A TV news crew inside the club doing a follow-up story to the Chicago fire filmed part of the tragedy before escaping. “People were trying to help others and people were smashing out windows, and people were pulling on people and nobody cared how many cuts they got, nobody cared about the bruises or the burns,” said WPRI-TV cameraman Brian Butler. “They just wanted out of the building.”
Butler kept his camera rolling as he rushed to the club’s front door; once outside, he ran around to the back, capturing thick black smoke and flames rolling through that exit. Michelle Malardo of Coventry, R.I., said people screamed and stomped on each other as they tried to squeeze through the club’s front door. “They were jumping all over each other and they were on fire,” Malardo said.
Robin Petrarca of Warwick said she was within 5 feet of the door, but the billowing smoke was so thick, she couldn’t see the exit. In the rush to escape, she fell and was trampled, but made it out moments later.
“I never knew a place could burn so fast,” she said. “There was nothing they could do, it went up so fast.”
Of the 187 people injured, 81 were admitted to hospitals in Rhode Island and Boston. Others were treated at the scene.
At Rhode Island Hospital, Dr. William Cioffi told “Today” that 19 victims were in critical condition and on life support. At least six others were in critical condition at other hospitals.

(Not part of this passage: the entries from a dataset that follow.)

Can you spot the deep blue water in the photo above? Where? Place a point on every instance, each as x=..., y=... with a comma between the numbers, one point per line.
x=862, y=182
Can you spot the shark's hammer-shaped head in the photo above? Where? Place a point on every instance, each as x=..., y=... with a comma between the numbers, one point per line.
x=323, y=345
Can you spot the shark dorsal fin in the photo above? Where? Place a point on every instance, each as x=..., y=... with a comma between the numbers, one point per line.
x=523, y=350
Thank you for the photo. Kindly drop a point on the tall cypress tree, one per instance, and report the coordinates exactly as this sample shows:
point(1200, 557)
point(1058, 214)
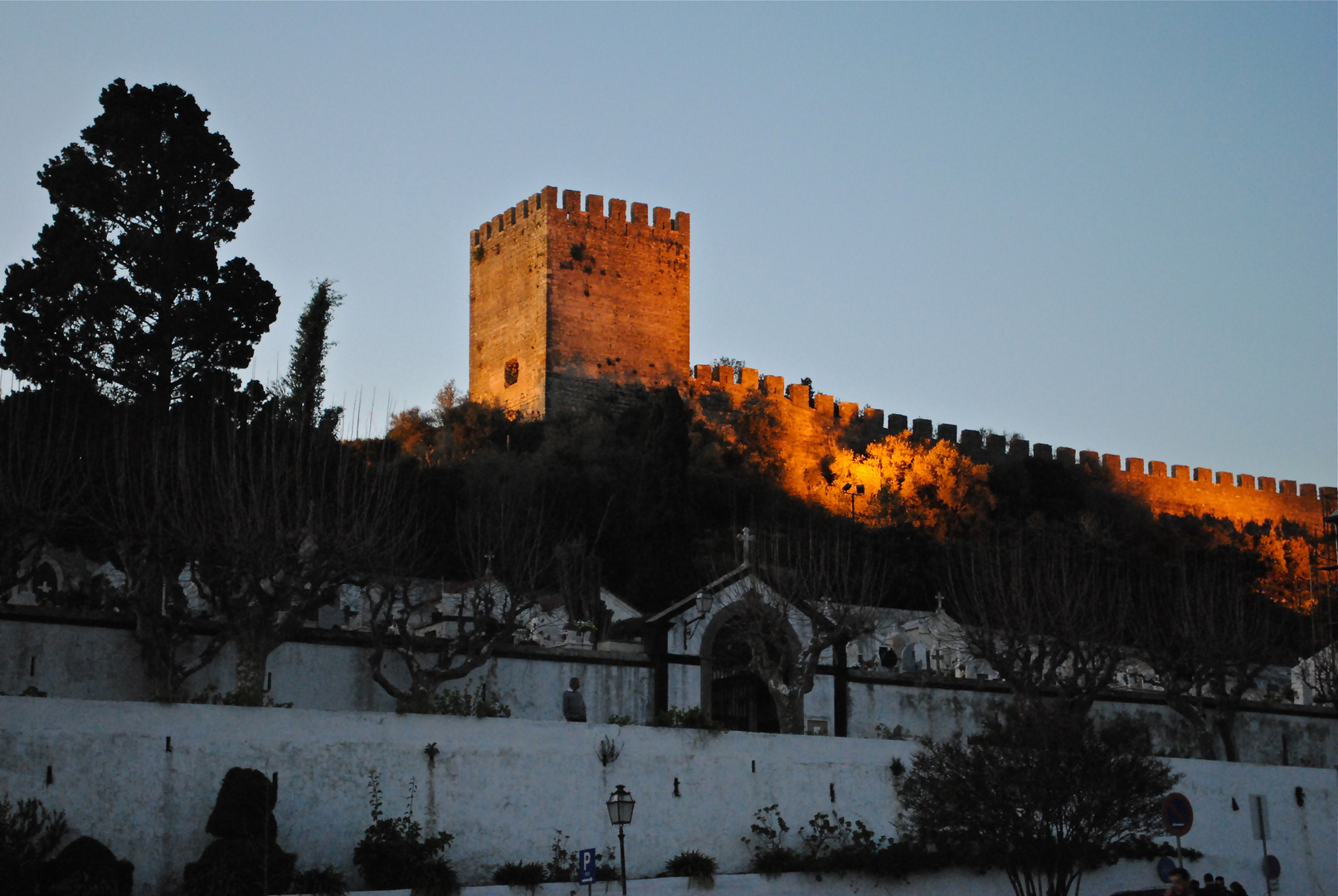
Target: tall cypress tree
point(304, 387)
point(126, 293)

Firefighters worked to pull charred bodies from the building as onlookers watched — worried about missing friends.
“They were completely burned. They had pieces of flesh falling off them,” said Michelle Craine of West Warwick, who was waiting to hear about a friend who was missing. “It was the worst thing I’ve ever seen.”
Jack Russell, the lead singer of Great White, said he noticed that some foam had caught fire and then tried unsuccessfully to douse it with a water bottle. No one appeared with a fire extinguisher, he said, and then all the lights went out. “I just couldn’t believe how fast it went up,” he said.

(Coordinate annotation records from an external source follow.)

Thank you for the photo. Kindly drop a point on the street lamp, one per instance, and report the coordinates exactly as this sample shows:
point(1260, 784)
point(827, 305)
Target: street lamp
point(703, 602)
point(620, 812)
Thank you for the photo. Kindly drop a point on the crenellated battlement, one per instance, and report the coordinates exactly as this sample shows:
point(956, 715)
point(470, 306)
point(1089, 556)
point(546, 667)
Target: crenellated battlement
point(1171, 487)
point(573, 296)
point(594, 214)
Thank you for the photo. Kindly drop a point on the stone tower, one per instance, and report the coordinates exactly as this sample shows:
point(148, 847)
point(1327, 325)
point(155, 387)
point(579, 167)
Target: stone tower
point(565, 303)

It was the second deadly U.S. club disaster in four days. Early Sunday, 21 people were killed and more than 50 injured during a stampede in a Chicago nightclub that began when a security guard used pepper spray to break up a fight.
The Rhode Island blaze was the deadliest U.S. fire since 87 people died at the Happy Land Social Club in New York in 1990, a fire authorities blamed on arson.

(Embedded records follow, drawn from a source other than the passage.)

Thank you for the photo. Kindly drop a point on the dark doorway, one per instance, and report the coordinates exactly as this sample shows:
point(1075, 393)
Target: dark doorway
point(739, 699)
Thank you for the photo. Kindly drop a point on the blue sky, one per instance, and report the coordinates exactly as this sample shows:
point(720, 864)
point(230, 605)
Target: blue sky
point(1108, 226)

Here we go... the 'blame game' begins...The club owner seems to have the advantage at this point, because the club had passed a fire inspection not long before this happened, and was evidently up to code for this kind of event.
A lawyer representing club owners Michael and Jeffrey Derderian said the sparklers were used without permission from the club.
“No permission was ever requested by the band or its agents to use pyrotechnics at The Station, and no permission was ever given,” said Kathleen Hagerty.
Russell said his manager checked with the club before the show and the use of pyrotechnics was approved. Paul Woolnough, president of Great White’s management company, said tour manager Dan Biechele “always checks” with club officials before pyrotechnics are used.
“If there’s any issue at all, then it’s never used,” Woolnough said. Biechele could not immediately be located for comment.